Remember when most ML applications were some variation on surveillance and advertising?
@lowd I remember when most ML applications were variations on #MNIST. And #Imagenet, but I only had enough computer at the time to play around with Mnist. But yea, even then "Recommendation Engines" were starting to be the first things anyone mentioned because it was low hanging fruit - something of immediately obvious commercial value with terrific training data and an easy task for deployment.

@stevenaleach I don’t consider MNIST to be an application — more of a benchmark for computer vision. In terms of what ML engineers actually did in industry, it seems like a high percentage was ads and surveillance. Recommender systems have a lot of value, but are at least advertising-adjacent in practice.

(Caveat: my view on what actually happens in industry is limited. This is just my perception.)

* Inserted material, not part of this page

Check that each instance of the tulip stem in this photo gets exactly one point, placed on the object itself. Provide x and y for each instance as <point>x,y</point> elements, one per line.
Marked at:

@lowd Exactly, in 2015/2016, the AI spring had already been sprung but everything was still focused on those benchmarks. This was around the time GANs were the new great thing, the beginning of generative models - but there wasn't commercialization yet. But the one thing that *was* discussed frequently already was recommendation engines - because it was the obvious low hanging fruit that could be commercialized first.
@lowd And no, I have no industry experience either. I'm a hobbyist basically. Currently I'm a recently turned ex-dishwasher now a part-time pizza-dough maker '-). But I first got into machine learning around 2015 when #Theano was still the leading platform and I'm pretty sure #Tensorflow didn't exist yet. It's been fun watching the field grow from where it was then, but also frustrating because marketing is the "killer-app" so far as the field has turned into an industry.